Eu dou continuidade a suas falas, que me atigem como facadas - mas não demonstro -, com uma justificativa que
nada conclui sua concepção já montada sobre minha pessoa, mas foi regada de
verdades gritantes e autorreflexão nocivas, aos meus próprios ouvidos:
Não sei por qual razão você reclama, conhece-me muito bem! Continuo aquele boçal de aparelho que vestia a calça por cima da camisa e ria mostrando as gengivas, sempre de restrito acesso. Talvez eu seja sim um homem menos homem por me recusar a o ser – ao menos na maneira que você queria. Sou meu maior repúdio por ter aversão ao que me parece ordinário e me escondo em formas de gelo dentro do meu congelador para preservar o pouco de mim ainda não corrompido. Existem coisas que você ainda não desvendou, assuntos que finjo esquecer. Portanto, perca-me, não me importo.

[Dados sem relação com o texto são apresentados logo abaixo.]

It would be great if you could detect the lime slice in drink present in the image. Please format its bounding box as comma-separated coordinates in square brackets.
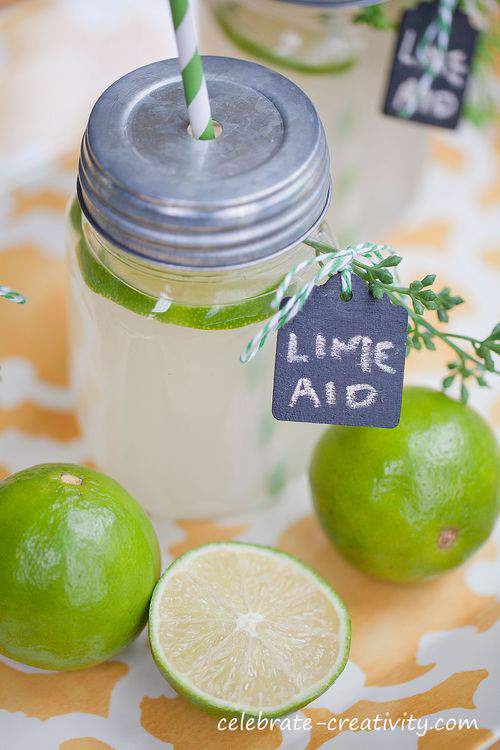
[215, 3, 357, 75]
[69, 199, 277, 331]
[149, 542, 351, 717]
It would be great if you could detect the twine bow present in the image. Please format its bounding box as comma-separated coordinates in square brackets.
[399, 0, 457, 118]
[240, 240, 394, 364]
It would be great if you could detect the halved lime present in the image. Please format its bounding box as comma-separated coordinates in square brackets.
[149, 542, 351, 717]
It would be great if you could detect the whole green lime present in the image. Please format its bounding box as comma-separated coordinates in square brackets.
[310, 387, 499, 581]
[0, 464, 160, 669]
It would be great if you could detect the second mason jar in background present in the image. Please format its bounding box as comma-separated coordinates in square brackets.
[198, 0, 426, 242]
[70, 58, 331, 518]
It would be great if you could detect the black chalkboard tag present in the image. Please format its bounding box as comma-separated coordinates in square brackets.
[273, 274, 408, 427]
[384, 2, 477, 130]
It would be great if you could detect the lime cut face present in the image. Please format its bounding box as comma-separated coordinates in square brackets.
[149, 542, 350, 717]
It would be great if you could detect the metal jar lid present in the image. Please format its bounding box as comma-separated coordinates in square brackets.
[77, 57, 331, 269]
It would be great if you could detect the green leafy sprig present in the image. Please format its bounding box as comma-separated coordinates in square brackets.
[306, 240, 500, 403]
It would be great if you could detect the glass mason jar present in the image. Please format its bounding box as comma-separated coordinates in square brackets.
[199, 0, 427, 243]
[69, 58, 331, 518]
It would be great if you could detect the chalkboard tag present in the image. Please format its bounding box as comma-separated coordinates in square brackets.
[273, 274, 408, 427]
[384, 2, 477, 130]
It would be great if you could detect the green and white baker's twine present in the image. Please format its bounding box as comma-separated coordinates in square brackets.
[170, 0, 215, 141]
[240, 240, 394, 364]
[399, 0, 457, 117]
[0, 284, 26, 305]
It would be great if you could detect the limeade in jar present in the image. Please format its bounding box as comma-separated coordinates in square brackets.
[69, 58, 331, 518]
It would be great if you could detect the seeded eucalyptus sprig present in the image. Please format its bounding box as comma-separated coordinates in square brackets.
[352, 255, 500, 403]
[305, 239, 500, 403]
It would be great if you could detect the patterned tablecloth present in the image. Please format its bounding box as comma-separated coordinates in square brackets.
[0, 0, 500, 750]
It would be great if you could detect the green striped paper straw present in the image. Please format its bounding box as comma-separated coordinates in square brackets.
[170, 0, 215, 141]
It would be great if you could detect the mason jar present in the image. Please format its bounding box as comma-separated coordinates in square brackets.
[69, 57, 331, 518]
[198, 0, 427, 243]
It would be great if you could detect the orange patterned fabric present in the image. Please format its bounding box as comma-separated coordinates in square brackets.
[0, 0, 500, 750]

Nós já
nascemos perdendo... Perdemos inocência, perdemos pureza, perdemos coragem,
perdemos curiosidade, perdemos pensamento próprio, perdemos determinação,
perdemos revolta, perdemos amor, perdemos pessoas, perdemos dinheiro, perdemos
amigos, perdemos beleza, perdemos tempo, perdemos simpatia, perdemos paciência,
perdemos cabelos, perdemos desejos, perdemos oportunidades, perdemos anos,
perdemos liberdade, perdemos os dentes, perdemos moral, perdemos nós mesmos,
perdemos a razão, perdemos o bom senso, perdemos virtude, perdemos objetivos,
perdemos caráter. Perdemos o gosto, perdemos o gozo, perdemos o começo e agora
chega a hora de ganhar: um fim.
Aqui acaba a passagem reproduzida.